FinGuard is a modular, plug-and-play guardrail framework built for fintech teams. It wraps any LLM with a tiered safety pipeline covering PII redaction, prompt injection detection, regulatory compliance, and financial fraud signals — all configurable via simple YAML policies.

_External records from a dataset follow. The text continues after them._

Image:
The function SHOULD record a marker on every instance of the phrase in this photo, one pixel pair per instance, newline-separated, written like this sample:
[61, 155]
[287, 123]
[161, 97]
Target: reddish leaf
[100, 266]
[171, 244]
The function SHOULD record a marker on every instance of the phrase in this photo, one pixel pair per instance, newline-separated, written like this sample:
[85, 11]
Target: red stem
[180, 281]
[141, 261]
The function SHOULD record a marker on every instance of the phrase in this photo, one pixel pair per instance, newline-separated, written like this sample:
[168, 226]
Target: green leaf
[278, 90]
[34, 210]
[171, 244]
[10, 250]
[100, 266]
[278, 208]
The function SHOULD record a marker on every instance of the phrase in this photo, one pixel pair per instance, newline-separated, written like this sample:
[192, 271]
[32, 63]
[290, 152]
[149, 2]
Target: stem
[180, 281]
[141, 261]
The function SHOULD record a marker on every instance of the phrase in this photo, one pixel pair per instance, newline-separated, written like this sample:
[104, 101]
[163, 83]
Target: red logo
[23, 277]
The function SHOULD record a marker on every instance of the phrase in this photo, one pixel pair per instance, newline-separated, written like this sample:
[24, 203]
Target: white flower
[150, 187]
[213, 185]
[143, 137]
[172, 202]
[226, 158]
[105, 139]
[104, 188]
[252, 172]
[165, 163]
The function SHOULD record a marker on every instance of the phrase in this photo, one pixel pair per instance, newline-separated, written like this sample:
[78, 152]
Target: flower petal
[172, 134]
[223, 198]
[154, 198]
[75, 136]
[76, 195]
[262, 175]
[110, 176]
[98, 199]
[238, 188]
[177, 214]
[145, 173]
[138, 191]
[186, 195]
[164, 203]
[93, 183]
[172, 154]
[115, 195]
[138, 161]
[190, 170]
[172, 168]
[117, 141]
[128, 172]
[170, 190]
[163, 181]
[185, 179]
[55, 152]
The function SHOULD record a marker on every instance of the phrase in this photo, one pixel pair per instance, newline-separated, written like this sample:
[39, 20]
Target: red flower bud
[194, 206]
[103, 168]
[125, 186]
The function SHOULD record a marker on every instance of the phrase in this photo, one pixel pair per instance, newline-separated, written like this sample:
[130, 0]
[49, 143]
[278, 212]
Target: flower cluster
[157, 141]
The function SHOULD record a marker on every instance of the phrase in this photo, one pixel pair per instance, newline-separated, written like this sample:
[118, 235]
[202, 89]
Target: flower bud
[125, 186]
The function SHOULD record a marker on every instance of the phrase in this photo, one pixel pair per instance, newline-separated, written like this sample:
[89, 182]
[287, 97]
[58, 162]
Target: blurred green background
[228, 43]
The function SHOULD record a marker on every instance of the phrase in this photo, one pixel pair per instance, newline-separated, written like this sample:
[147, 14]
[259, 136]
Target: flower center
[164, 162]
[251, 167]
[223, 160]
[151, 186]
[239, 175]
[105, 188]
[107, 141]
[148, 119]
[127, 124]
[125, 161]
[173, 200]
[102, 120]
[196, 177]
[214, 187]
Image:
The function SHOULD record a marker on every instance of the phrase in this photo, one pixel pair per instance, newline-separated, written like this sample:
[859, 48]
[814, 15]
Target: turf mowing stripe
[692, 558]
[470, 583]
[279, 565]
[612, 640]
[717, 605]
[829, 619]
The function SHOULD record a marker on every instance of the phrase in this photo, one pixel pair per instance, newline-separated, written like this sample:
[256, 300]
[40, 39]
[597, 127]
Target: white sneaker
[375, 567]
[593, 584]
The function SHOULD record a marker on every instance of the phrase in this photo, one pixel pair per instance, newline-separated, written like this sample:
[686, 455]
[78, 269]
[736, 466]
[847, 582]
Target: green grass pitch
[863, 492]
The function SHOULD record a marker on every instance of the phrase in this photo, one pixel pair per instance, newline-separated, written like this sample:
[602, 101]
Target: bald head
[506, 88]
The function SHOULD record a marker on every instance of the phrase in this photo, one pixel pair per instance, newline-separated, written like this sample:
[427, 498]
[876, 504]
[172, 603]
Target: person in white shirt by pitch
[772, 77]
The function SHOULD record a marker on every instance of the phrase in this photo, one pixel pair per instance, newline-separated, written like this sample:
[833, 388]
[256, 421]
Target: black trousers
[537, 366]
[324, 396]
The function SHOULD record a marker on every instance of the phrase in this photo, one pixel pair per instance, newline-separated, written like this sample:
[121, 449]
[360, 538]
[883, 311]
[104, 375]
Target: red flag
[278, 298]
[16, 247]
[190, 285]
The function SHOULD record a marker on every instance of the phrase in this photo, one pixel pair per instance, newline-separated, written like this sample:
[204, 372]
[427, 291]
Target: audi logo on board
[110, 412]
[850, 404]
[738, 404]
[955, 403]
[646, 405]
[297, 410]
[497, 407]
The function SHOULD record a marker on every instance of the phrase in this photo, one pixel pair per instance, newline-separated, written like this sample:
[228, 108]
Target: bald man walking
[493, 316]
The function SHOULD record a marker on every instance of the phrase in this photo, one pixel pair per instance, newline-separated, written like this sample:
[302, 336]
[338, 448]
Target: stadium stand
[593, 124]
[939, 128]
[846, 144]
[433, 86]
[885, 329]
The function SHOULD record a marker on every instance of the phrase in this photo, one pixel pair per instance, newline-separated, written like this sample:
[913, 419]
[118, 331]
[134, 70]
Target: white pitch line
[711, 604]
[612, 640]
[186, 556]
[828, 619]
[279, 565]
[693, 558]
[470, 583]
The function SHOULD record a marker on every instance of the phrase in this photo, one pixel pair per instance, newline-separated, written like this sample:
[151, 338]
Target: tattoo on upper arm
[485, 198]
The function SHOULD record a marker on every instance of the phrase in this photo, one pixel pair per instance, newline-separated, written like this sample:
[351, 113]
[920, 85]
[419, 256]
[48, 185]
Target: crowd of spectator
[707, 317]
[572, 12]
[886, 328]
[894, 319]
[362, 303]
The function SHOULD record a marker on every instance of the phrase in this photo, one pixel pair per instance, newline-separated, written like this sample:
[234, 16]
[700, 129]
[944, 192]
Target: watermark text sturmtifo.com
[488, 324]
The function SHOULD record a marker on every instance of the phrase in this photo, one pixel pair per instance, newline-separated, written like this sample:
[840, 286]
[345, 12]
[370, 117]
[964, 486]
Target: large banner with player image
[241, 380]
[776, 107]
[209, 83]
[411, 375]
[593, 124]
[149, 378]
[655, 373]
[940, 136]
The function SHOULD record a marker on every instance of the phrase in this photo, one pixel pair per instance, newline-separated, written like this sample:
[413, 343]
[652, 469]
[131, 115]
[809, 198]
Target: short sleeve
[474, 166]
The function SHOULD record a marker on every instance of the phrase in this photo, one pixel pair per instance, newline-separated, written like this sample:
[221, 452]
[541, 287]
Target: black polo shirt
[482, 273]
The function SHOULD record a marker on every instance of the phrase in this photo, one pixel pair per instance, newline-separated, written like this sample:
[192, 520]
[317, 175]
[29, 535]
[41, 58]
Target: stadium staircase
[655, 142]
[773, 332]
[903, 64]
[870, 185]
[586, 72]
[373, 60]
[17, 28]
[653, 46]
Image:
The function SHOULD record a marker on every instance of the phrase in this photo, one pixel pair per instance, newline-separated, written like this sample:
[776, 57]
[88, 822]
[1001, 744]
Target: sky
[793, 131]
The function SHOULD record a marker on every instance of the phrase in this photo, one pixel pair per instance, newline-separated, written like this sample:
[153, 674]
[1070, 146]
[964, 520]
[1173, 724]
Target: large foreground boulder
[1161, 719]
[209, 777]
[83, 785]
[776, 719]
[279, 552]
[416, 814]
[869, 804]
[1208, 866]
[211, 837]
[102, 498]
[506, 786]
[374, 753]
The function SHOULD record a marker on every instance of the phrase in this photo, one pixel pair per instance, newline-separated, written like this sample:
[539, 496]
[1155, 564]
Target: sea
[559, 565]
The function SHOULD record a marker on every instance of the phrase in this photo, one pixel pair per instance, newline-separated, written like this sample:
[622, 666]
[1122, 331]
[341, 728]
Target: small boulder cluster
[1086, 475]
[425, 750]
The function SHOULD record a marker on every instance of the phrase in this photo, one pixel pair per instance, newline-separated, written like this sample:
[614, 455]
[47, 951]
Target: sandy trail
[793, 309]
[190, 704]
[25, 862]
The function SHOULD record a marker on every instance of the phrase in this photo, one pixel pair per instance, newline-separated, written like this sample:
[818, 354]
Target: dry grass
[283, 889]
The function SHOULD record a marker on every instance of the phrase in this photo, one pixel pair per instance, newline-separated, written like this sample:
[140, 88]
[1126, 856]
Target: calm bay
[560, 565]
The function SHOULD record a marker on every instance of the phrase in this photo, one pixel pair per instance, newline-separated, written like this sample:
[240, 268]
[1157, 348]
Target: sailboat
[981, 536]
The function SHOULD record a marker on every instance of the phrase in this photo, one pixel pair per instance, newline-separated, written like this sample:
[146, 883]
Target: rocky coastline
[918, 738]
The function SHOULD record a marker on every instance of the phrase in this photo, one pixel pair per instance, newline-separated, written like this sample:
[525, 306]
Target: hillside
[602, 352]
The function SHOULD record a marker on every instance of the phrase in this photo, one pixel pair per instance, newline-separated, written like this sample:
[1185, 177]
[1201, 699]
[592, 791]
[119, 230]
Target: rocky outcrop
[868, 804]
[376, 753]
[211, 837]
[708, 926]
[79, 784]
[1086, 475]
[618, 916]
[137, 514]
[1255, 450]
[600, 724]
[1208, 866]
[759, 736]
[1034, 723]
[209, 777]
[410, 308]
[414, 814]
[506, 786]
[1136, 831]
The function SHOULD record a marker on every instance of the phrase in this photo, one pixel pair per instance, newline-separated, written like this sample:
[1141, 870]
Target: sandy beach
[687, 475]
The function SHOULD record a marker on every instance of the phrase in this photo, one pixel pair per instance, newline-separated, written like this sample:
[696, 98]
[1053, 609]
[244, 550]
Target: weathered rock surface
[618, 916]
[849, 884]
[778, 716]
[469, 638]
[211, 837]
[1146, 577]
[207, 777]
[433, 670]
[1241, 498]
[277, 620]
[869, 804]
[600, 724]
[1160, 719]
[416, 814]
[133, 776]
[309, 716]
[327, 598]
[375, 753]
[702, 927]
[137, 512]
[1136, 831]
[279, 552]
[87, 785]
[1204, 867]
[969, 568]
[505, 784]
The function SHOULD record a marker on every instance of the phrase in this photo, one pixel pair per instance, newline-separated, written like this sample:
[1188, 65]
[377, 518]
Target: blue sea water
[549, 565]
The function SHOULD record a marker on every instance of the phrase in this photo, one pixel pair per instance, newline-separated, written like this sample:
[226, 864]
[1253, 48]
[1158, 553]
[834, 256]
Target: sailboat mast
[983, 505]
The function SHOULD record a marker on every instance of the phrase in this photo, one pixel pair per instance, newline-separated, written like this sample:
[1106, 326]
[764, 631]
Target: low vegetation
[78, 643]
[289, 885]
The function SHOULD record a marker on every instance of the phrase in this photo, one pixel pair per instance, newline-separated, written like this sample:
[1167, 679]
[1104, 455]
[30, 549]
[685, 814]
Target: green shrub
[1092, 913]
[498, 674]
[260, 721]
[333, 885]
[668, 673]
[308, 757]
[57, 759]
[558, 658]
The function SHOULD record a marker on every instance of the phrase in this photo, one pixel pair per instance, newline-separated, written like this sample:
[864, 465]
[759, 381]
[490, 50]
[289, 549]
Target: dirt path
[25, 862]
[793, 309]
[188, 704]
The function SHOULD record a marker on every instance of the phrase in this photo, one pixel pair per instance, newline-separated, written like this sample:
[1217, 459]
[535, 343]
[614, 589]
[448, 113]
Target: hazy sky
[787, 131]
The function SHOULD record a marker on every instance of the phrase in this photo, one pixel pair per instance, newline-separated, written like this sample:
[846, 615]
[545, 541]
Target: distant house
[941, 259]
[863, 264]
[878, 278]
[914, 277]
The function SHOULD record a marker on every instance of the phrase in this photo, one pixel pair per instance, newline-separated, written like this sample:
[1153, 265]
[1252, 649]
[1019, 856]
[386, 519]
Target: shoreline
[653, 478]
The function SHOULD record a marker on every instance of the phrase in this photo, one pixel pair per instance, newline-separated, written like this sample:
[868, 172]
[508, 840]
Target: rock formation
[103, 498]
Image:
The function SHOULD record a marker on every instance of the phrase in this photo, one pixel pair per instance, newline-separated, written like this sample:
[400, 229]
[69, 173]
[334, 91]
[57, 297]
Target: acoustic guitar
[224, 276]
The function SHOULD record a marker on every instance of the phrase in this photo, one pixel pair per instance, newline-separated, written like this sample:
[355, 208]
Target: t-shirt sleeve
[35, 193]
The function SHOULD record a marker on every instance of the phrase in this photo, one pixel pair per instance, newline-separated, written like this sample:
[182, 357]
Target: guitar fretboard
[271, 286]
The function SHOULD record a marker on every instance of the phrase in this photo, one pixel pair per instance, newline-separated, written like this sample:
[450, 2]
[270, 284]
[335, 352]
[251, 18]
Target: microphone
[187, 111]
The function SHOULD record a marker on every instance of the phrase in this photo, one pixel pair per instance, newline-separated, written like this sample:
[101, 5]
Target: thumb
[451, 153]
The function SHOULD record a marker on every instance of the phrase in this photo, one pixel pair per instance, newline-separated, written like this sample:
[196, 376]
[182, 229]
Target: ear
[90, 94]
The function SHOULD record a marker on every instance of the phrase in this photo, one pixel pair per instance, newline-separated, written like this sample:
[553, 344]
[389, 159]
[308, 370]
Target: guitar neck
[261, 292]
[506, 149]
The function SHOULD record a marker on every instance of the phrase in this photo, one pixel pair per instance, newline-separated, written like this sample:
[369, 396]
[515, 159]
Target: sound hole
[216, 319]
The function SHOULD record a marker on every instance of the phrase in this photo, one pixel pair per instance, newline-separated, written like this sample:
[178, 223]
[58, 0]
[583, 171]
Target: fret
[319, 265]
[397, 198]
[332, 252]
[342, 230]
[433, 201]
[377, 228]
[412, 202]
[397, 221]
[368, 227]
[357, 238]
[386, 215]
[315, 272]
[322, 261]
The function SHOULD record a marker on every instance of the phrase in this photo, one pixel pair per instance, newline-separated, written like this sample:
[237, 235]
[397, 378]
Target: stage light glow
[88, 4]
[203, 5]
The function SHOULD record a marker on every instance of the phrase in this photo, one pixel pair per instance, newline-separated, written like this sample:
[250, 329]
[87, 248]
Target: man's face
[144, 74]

[![Open In Colab](https://colab.research.google.com/assets/colab-badge.svg)](https://colab.research.google.com/drive/1-gtumX-iv2qUeAwr27ULvwI-_WEGgFMd#scrollTo=iNfXwkl8YbJG)

---

## ⚡ Quick Start

### Installation
```bash
# Recommended for standard use
pip install finguard

# REQUIRED for Optimized (ONNX) latency in environments like Google Colab
pip install finguard onnxruntime optimum

# (Optional but Recommended) Pre-fetch models to avoid first-run latency
finguard-download
```

```python
from finguard import FinGuard

guard = FinGuard(policy="retail_banking")

@guard.wrap
async def banking_assistant(prompt: str) -> str:
    return await llm.generate(prompt)

# PAN card in prompt is automatically blocked
response = await banking_assistant("My PAN is ABCDE1234F, reset my password")
```

---

## 🏗️ Tiered Safety Architecture

FinGuard uses a **three-tier pipeline** — each tier adds safety depth at the cost of latency. Pick the tier that fits your use case.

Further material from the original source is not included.